Amazing design: Small package, big change for inner city terrace

By
Trisha Croaker
October 17, 2017
Sliding doors transformed an "awkward'' courtyard space. Photo: Sharrin Rees

Sometimes it takes the creation of just one clever, beautiful room to salvage and rejuvenate an entire home.

William Smart of Smart Design Studio, and the owners of a Victorian terrace at Forest Lodge, Chris and Carla Chapple, achieved exactly that when recently renovating the troublesome rump of an otherwise comfortable family home.

By morphing a cluster of small inefficient rear downstairs rooms into “six rooms in one”, they were able to revitalise the whole house, transform the way they occupy it, and significantly enhance family’s quality of life.

Brief

Simply, to style the living and dining areas downstairs; to design and style a series of old rooms at the rear (including the kitchen), without expanding the house’s footprint (and while the owners lived on site); and design and style the courtyard to provide better access and usability.

Keen entertainers, the Chapples wanted to cook and entertain both inside and out in “an open space that didn’t feel like you were in one big open space”.

“We wanted an open space that provided a seamless transition from the traditional front of the house into a modern space,” Chris said.

The new room(s) must include “lots and lots” of storage, so that everything needed for day-to day-living could be concealed.

Challenges

When purchased, the house had been occupied by students for years, suffering the usual wear and tear, improvisations (a corner spa had been inserted into a bedroom), and unsympathetic renovations (think faux French with a side of Australian colonial). There was the “rear warren”, and unshaded “awkward” brick courtyard exposed to the west.

“It wasn’t really livable – [it was] useable but not something we saw ourselves in long-term,” Carla says.

Approach

Smart has a wonderful reputation for extraordinary attention to detail, for creating elegance from the utilitarian, and using design to enhance living – whatever the scale of project.

His approach here was to gut the rear rooms and use a simple, pared-back design to create “a place for everything and everything in its place. The materials were to be simple and sleek, with minimal visual clutter to help a small space punch above its weight.”

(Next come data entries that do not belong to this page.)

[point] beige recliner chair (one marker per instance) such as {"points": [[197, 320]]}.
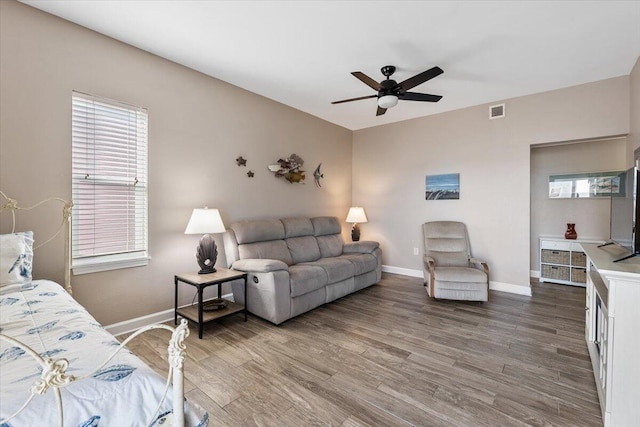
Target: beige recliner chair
{"points": [[449, 270]]}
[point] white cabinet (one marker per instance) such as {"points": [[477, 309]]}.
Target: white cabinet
{"points": [[612, 332], [563, 261]]}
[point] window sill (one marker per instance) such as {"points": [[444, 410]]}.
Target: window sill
{"points": [[109, 262]]}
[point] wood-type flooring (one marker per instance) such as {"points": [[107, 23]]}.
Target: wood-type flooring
{"points": [[390, 356]]}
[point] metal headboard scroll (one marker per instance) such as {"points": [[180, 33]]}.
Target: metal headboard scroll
{"points": [[11, 205]]}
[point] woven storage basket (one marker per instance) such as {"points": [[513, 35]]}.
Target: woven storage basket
{"points": [[555, 257], [579, 275], [555, 272], [578, 259]]}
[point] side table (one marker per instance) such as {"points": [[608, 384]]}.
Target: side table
{"points": [[196, 312]]}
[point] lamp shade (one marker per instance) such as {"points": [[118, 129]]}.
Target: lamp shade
{"points": [[387, 101], [205, 221], [356, 215]]}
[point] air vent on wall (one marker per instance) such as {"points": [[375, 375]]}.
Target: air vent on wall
{"points": [[496, 111]]}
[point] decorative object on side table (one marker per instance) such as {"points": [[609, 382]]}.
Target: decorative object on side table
{"points": [[356, 215], [289, 169], [571, 233], [206, 221], [317, 174]]}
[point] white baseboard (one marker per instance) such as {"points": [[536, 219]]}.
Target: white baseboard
{"points": [[510, 288], [402, 271], [495, 286], [132, 325]]}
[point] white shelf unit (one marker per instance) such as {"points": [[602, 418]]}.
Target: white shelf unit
{"points": [[612, 330], [563, 261]]}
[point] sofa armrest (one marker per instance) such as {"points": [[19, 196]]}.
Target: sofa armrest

And when he says “everything” he means it. While it appears initially as one room (the kitchen), it also houses a second living area, dining, study, laundry and bathroom – the first three efficiently contained and the last three totally concealed.

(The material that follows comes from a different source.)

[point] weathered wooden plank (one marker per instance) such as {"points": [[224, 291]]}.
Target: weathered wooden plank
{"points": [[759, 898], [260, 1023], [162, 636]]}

The functional needs of the kitchen and living were contained in a single seamless wall of joinery along the eastern wall. Cupboards conceal everything (fridge, freezer, bottle storage, rangehood, IT station, desk, and drop-down television).

A concealed “mirrored jewel-box of a room” contains a guest toilet and further concealed laundry.

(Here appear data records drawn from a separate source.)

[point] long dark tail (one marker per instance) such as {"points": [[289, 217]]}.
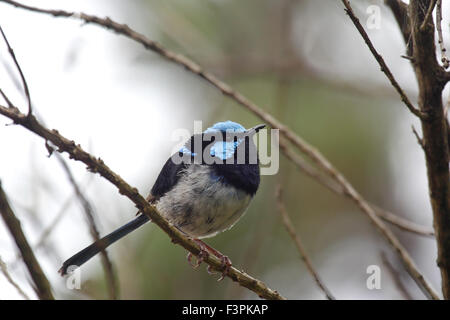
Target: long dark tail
{"points": [[87, 253]]}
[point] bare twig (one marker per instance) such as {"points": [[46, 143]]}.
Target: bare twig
{"points": [[24, 81], [395, 276], [42, 286], [384, 68], [111, 280], [298, 142], [428, 15], [298, 243], [444, 59], [96, 165], [390, 217], [431, 80], [419, 139], [4, 270]]}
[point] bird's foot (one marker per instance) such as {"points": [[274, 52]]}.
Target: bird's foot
{"points": [[226, 264], [200, 257]]}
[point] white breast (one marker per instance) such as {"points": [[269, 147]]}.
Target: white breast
{"points": [[201, 206]]}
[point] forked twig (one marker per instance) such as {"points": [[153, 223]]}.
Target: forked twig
{"points": [[298, 243]]}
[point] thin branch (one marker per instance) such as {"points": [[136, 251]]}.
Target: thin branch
{"points": [[444, 59], [390, 217], [428, 15], [435, 134], [395, 276], [4, 270], [302, 145], [298, 243], [419, 139], [384, 68], [111, 280], [24, 81], [96, 165], [42, 286]]}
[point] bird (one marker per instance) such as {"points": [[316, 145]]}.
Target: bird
{"points": [[203, 189]]}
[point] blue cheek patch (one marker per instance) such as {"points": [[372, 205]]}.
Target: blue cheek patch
{"points": [[223, 149], [187, 151]]}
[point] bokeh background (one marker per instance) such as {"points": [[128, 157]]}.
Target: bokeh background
{"points": [[302, 61]]}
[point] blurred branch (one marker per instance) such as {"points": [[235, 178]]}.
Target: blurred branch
{"points": [[96, 165], [432, 78], [395, 276], [384, 68], [4, 270], [390, 217], [298, 243], [24, 81], [400, 11], [43, 289], [444, 59], [111, 280], [297, 141]]}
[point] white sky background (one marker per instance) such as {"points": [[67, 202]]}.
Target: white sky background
{"points": [[84, 83]]}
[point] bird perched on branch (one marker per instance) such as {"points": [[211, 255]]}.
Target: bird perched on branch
{"points": [[202, 189]]}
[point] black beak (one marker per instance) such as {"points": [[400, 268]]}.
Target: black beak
{"points": [[255, 129]]}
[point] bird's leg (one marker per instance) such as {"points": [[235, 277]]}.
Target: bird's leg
{"points": [[202, 255], [226, 262]]}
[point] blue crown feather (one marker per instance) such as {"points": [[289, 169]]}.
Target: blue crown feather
{"points": [[226, 126]]}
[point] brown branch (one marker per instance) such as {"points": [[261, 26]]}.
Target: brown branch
{"points": [[4, 270], [395, 276], [400, 11], [24, 81], [298, 243], [390, 217], [434, 131], [302, 145], [384, 68], [96, 165], [42, 286], [111, 280], [419, 139], [444, 59], [428, 16]]}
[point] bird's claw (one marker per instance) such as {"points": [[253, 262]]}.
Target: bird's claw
{"points": [[200, 257], [226, 263]]}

Externally mounted aluminium sliding doors allow vastly improved access to the garden with no imposition on the floor plate. Concrete floors are matched inside and out, increasing the sense of space available internally. Materials were kept to a black and white palette: black timber veneer panels, white Corian benchtop, splashback in a super clear mirror to amplify the sense of space.

The overall result is a highly functional, delightfully elegant space – embraced by the family as the new heart of their home.